President Kim Jong-un is playing his nuclear card very well. Despite the latest round of crippling sanctions announced by the UNSC and world-wide condemnation, he continues to provoke, secure in the knowledge that he can get away with this kind of brinkmanship.
Yes, he definitely has the upper hand for the moment: sanctions have not yet began to bite, and Kim Jong-un is depending on China and Russia not to enforce them strictly.
North Korea’s sabre rattling has heightened tensions in the region. South Korea and Japan, close allies of the US are the hardest hit. “North Korea’s provocative missile launch represents the second time the people of Japan, a treaty ally of the United States, have been directly threatened in recent week,” US Secretary of State Rex Tillerson said after Thursday’s launch of an intermediate range intercontinental missile by North Korea. The missile overflew Japan and landed in the Pacific Ocean. Analysts in the US said it was the same as the previous Hwasong-12 missile that Pyongyang tested near Japan last month.
This kind of provocation from any other country would have US President Donald Trump, (a great believer in forcefully projecting American power) to order immediate retaliation—target North Korea’s nuclear facility and ensure that the rapidly expanding program is set back for decades. This would end what in the West is being perceived as nuclear blackmail by Pyongyang. On Thursday , Trump again made it clear that military action remained an option. But there are several problems for the US, despite its tremendous military and technological superiority.
Lack of accurate information about the hermit kingdom is a major hurdle. Intelligence on the exact location of North Korea’s nuclear facilities is not completely accurate. To strike a nuclear facility, the information on location must be exact. While the US knows the general area around the nuclear installations, there is little accuracy. Most of the facilities are deep in the mountain terrain and mostly underground. Targets can be destroyed when they can be pinpointed and seen from various angles. Chances of missing the target or hitting the wrong target increase a hundred fold without exact information. North Korean facilities are well hidden, increasing the risk of an attack going wrong. Retaliation by Kim Jong-un would be immediate and not worthwhile if the facility is not destroyed.
The US lacks ground information on North Korea. Usually the best intelligence is gathered by local men and women deployed on the ground. Osama Bin Laden’s whereabouts were tracked by the US with the help of a Pakistani doctor. Americans have little connection with North Korea, with neither commercial nor diplomatic ties. So, interaction with citizens is rare. Cyber espionage or electronic eavesdropping is also not as exact as in other countries. Satellite photos are the best way to collect intelligence in North Korea.
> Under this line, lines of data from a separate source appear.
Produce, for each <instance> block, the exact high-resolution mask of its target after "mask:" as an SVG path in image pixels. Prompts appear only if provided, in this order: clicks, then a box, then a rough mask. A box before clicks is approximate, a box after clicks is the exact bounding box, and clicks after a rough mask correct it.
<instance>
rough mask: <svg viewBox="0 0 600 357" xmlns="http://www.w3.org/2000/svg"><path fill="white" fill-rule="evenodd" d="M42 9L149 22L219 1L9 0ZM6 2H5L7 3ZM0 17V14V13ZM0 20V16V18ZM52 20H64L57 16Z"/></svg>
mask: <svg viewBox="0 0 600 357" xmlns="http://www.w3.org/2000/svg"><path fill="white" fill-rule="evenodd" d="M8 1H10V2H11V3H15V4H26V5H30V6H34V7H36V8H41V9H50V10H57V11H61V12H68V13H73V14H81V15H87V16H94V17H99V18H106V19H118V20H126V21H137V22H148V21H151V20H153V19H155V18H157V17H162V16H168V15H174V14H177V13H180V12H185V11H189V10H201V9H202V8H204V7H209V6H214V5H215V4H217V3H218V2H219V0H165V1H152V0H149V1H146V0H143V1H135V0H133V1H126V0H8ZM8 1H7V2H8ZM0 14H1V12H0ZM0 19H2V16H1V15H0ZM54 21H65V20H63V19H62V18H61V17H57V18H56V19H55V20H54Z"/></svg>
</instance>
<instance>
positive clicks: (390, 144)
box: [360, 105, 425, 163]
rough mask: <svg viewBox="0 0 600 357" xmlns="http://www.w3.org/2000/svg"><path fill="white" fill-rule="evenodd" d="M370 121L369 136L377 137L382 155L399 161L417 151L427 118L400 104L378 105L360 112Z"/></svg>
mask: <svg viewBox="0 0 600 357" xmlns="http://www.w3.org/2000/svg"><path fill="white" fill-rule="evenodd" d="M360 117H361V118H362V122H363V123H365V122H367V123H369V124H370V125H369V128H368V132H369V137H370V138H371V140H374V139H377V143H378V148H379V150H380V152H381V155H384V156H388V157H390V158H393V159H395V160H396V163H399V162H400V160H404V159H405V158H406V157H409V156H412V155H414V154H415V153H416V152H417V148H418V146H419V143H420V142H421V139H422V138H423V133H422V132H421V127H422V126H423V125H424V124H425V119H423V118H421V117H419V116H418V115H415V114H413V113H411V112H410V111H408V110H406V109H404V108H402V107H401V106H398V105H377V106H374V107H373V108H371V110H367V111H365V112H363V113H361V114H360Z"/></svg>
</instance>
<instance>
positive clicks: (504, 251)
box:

But that also has its limits. It appears that imagery can help to track movement of the army as well as track vehicles and equipment on the ground. Test preparations on nuclear sites are also easily recorded. But satellites cannot penetrate underground facilities. According to Bruce Klinger a former CIA insider and now in the Heritage Foundation, who has been quoted extensively in the US press, running a spy network in North Korea is not easy. Seoul itself has problems doing so, though the people are of similar ethnicity. For one, there is some difference in dialect. The population in North Korea are fully indoctrinated. The state encourages all citizens to report unfamiliar faces in the locality. So, in a situation where people even report on their own families, it is not easy for strangers, even South Koreans, to go in as spies.
So what next? Nearly every person dealing with the crisis in Washington knows that the best option is to revive the six-nation nuclear talks with Pyongyang. Analysts point out that Kim Jong-un is not a maniac, bent on pressing the destruct button. He wants to basically protect his regime, and ensure that the US and China do not get together to force him out of power. Ever since George W Bush, included North Korea in the axis of evil comment, the ruling dynasty has little faith in Washington. The message to Pyongyang must be that the US is not seeking regime change in North Korea, but asking for policy change. While few believe that Kim Jong-un will ever give up the country’s nuclear program, some reassurance is necessary from Washington to boost Pyongyang’s confidence in the US. Once the mutual trust is established, the six party talks can be revived. At one point, talks between North Korea, South Korea, the US, France and UK, were able to pull North Korea from the brink. That could happen again, once Kim Jong-un is reassured that the US is not out to punish him through regime change. Can this message be sent to Pyongyang or does the White House consider this a show of weakness? Talks, talks and more talks with Kim Jong-un is the only answer.